Thanks! Writing understandable and enjoyable stories is always by design.
And can the same be said for Halo: Renegades?
Renegades can indeed be read without having to read Smoke And Shadow as the reader will find information on previous events to get them up to speed. However, I believe the experience is richer having read the novella and having already developed a relationship with the characters.
So is this the end of the story Rion and the crew of the Ace Of Spades, or are will the saga continue in another novel or novella?
I’ve enjoyed working with 343 and Gallery, and I’m very fond of the people and the characters, so I’d be game to continue if that’s something they decided to do. On other fronts, I’m currently finishing up a fantasy novel and plotting a sci-fi novel, both speculative.
As you know, some people binge books the way they binge Netflix shows and M&Ms.

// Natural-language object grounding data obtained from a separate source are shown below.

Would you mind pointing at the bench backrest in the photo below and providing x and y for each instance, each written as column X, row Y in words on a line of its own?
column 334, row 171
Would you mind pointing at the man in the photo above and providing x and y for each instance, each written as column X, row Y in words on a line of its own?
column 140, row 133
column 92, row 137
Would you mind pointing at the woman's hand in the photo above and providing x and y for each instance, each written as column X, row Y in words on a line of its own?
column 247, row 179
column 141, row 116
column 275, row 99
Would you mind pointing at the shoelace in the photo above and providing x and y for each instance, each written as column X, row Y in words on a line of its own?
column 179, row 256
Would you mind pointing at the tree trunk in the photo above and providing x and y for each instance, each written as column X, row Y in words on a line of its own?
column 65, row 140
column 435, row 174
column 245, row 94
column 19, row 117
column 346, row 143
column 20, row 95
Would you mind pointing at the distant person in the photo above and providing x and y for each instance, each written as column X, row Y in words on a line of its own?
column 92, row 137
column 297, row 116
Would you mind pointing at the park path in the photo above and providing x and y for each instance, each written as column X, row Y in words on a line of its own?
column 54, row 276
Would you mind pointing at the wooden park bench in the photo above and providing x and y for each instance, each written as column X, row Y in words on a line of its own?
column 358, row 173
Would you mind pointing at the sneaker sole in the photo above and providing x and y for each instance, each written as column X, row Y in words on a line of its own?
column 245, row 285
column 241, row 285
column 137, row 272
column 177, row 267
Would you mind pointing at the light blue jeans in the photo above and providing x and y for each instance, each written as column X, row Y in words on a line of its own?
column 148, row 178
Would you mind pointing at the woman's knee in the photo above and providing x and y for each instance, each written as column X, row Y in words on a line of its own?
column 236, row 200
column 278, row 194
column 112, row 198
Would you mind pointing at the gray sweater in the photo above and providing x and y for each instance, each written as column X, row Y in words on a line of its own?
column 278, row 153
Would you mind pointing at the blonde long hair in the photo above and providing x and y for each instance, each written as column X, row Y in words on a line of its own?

Do you think people should read Halo: Smoke And Shadow and Halo: Renegades back to back, or is there some story-based reason why you think they should take a break in between?
I’m definitely in the binger category. So, no. No story-based reason. I’d like readers to approach it in whatever manner they’re comfortable with whether that’s binging, or reading as things release, or taking some time in between, or coming to it late and working their way back… Whatever works for them.
Finally, if someone enjoys Halo: Renegades, and they’ve already read Halo: Smoke And Shadow, which of your other novels would you suggest they check out next?
Hmm. Perhaps my Charlie Madigan series [The Better Part Of Darkness, The Darkest Edge Of Dawn, The Hour Of Dust And Ashes, and Shadows Before The Sun]. They also have a no-nonsense, capable heroine lead. Urban fantasy. Adventure. Drama. Humor…single mom detective, working the supernatural underground of Atlanta. And shenanigans. Always the shenanigans.